Tunadakasa berasal dari kata
“tuna” yang berarti rugi atau kurang, dan “daksa” yang berarti tubuh. Dalam
banyak literatur, cacat tubuh atau kerusakan tubuh tidak terlepas dari
pembahasan tentang kesehatan sehingga sering dijumpai judul “Physical and
Health Impairments” (kerusakan atau gangguan fisik dan kesehatan). Hal ini
disebabkan karena seringkali terdapat gangguan kesehatan.

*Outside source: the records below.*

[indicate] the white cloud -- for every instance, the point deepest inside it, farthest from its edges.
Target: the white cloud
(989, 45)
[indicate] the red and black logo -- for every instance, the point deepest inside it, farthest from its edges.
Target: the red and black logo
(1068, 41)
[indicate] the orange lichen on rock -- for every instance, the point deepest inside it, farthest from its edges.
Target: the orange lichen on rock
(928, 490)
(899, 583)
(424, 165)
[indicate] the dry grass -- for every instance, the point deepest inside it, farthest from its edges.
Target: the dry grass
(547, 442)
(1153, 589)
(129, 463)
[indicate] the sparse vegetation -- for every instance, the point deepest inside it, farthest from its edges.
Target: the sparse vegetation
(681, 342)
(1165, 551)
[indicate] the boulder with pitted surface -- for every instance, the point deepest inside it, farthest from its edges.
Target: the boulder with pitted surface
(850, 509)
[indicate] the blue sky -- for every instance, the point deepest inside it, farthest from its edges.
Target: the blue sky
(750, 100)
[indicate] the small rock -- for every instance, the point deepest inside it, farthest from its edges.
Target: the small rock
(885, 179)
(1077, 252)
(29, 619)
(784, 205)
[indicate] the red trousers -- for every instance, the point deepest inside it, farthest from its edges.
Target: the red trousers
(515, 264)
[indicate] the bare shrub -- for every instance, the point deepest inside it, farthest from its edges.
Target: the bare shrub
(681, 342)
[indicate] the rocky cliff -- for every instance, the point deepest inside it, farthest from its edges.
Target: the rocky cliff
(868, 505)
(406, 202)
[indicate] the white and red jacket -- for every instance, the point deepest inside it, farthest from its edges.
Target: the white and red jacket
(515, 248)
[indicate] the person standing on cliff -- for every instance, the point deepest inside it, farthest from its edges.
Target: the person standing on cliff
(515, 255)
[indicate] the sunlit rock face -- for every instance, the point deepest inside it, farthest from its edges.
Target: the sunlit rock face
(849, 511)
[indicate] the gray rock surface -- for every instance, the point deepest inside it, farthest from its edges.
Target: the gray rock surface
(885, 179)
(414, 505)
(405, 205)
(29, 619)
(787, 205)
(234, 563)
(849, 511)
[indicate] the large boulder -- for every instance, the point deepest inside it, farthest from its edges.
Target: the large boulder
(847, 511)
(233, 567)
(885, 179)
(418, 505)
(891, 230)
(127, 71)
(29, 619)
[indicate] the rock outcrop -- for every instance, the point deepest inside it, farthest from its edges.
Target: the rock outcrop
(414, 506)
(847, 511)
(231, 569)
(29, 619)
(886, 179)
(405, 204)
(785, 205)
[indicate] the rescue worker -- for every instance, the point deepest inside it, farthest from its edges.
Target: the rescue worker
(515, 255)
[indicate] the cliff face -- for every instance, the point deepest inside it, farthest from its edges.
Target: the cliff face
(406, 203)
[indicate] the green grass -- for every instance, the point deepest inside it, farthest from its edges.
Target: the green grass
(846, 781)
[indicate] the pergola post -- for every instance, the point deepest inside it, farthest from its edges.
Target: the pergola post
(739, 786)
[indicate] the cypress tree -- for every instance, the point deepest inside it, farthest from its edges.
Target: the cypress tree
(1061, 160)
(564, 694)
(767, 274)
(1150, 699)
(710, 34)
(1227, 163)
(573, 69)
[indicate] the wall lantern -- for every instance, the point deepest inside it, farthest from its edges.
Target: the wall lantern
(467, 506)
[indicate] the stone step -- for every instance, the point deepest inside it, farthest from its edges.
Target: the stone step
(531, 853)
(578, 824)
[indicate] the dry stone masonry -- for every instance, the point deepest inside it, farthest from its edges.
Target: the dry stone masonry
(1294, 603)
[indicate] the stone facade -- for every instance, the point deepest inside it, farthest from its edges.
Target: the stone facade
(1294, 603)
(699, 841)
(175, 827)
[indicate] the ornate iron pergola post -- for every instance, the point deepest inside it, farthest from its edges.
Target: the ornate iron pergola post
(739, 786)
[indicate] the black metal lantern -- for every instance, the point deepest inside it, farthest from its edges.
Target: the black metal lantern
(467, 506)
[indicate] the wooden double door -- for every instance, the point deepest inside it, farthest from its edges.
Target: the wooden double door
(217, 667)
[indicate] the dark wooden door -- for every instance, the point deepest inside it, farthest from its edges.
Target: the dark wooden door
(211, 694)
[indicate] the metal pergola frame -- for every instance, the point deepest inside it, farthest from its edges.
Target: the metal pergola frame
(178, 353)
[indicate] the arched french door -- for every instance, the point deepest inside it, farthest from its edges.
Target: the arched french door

Sebagai contoh, otak adalah
pusat kontrol seluruh tubuh manusia. Apabila ada sesuatu yang salah pada otak
(luka atau infeksi), maka dapat mengakibatkan suatu kelainan pada fisik atau
tubuh, juga pada emosi atau terhadap fungsi-fungsi mental. Luka yang terjadi
pada bagian otak, baik sebelum, saat, maupun sesudah kelahiran, dapat menyebabkan
retardasi dari mental.
Pada
dasarnya kelainan pada anak tunadaksa dapat dikelompokkan menjadi dua bagian
besar, yaitu (1) kelainan pada sistem serebral (Cerebral System), dan (2)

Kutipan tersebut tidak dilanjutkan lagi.